While prehistory has yielded only a few polished axes, proving the passage but not the habitation of hunter-gatherers, antiquity is richer. Indeed, an altar dedicated to the god Mars by T. Cornelius was unearthed in the Roques district, and fragments of oil lamps and amphorae in the Mornas district.
===Middle Ages===
In 1210, a peace treaty ended the border war between Count Raymond of Toulouse, Marquis of Provence, and William des Baux, Prince of Orange. The terms of this agreement stipulated that in exchange for Uchaux, the Count would receive Vacqueyras and its castle. From then on, the town's destiny was intertwined with that of the Comtat Venaissin.

After the Black Death of 1348, a new lord of Vacqueyras and its castle took possession of the castle; he was a member of the Vassadel family. This family would retain the lordship until the end of the 17th century.
===Modern history===
In 1688, Alexandre Vassadel married his only daughter, Marie-Charlotte, to Joseph-Mathias de Lauris-Castellane, Marquis of Ampuis. This family would retain its new lordship until the Revolution. But just before, they nearly allied themselves with the "Divine Marquis."

In the early 1760s, the young Marquis de Sade fell in love with the spirited Laure de Lauris-Castellane. But her father, Syndic of the Nobility of the Comtat Venaissin and Lord of Vacqueyras, opposed the marriage. The two families knew each other well, since Joseph-Mathias de Lauris-Castellane had already served as Syndic of the Nobility in 1701, followed, in 1704, by Gaspard-François de Sade.

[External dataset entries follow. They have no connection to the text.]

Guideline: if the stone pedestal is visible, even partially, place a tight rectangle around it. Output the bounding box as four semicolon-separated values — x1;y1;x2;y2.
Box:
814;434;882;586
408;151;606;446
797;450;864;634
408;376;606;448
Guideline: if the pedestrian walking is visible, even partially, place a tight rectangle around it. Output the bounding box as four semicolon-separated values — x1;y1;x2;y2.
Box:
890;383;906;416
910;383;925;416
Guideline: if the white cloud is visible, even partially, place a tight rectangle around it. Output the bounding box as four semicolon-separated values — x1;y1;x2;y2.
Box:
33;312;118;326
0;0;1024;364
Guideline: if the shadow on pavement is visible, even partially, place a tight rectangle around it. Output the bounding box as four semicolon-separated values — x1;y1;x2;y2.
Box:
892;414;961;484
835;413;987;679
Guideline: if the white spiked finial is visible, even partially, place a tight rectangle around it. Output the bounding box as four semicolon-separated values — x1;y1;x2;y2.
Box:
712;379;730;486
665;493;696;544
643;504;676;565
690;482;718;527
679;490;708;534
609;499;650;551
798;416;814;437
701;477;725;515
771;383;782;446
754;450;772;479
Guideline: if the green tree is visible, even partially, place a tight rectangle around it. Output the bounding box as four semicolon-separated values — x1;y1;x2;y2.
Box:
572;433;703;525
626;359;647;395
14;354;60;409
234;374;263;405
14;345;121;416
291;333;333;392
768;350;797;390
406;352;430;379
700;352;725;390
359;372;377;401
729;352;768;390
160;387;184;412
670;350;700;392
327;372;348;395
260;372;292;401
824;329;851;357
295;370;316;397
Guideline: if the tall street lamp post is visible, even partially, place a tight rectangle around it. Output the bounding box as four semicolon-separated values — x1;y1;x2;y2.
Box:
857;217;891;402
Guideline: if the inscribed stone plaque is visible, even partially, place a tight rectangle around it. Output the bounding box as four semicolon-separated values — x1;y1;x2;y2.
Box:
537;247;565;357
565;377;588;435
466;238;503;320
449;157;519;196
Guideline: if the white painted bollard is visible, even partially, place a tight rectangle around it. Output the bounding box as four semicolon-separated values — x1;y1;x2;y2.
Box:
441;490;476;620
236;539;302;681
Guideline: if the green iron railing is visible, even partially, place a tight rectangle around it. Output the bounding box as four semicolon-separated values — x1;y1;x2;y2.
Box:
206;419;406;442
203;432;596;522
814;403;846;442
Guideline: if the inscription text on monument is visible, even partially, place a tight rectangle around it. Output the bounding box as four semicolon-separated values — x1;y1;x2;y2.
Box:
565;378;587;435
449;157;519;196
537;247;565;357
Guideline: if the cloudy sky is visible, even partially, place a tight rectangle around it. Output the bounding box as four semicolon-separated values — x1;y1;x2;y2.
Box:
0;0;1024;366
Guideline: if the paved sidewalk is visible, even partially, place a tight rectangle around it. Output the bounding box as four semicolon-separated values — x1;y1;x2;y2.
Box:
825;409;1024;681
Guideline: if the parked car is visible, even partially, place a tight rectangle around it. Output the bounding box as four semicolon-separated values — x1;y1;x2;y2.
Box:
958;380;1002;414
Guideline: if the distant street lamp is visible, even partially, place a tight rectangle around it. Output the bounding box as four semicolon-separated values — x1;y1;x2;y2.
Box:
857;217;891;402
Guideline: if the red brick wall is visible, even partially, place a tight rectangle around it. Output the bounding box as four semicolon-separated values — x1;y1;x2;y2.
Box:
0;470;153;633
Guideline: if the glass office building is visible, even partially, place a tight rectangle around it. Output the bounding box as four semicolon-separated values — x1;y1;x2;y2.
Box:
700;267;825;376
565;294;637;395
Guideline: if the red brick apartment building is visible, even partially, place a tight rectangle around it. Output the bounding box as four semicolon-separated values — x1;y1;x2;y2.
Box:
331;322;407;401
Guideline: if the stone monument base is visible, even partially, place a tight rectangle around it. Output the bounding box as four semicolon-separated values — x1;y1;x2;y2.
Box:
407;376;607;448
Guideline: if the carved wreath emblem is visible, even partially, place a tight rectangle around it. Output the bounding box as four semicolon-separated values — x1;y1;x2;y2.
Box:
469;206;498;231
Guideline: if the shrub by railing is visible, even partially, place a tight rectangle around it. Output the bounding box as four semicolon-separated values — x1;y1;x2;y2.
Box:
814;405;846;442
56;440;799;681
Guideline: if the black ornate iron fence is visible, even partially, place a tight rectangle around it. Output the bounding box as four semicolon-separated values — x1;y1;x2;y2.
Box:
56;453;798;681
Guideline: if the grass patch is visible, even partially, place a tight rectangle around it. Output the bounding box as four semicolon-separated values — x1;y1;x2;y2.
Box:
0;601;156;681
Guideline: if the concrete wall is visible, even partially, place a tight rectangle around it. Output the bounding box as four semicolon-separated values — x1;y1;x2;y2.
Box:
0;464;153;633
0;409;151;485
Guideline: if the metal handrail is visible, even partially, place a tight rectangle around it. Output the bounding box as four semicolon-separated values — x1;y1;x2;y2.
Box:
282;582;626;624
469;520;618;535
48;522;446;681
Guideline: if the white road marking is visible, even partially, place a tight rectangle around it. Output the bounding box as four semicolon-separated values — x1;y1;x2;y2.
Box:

Forced to break off the relationship, Donatien, furious, wrote to Laure, "There will be no horrors I will commit." He kept his word.
===Toponym===
Noting one of the oldest spellings of the town's name, Vaqueiracio (1137), Charles Rostaing suggests the toponym originates from vaquiere (vacca-aria) with the addition of the suffix -acium. Vacairas and Vachairas appear later in 1143, followed by Vacairatio in 1253 and Vaquerrassio in 1360. Gilles Fossat, however, sees it as derived from the Occitan vaquiera, meaning cowshed, with the augmentative suffix -as. This etymology is quite plausible, as cattle breeding is attested in this region in the past, notably in Beaumes-de-Venise.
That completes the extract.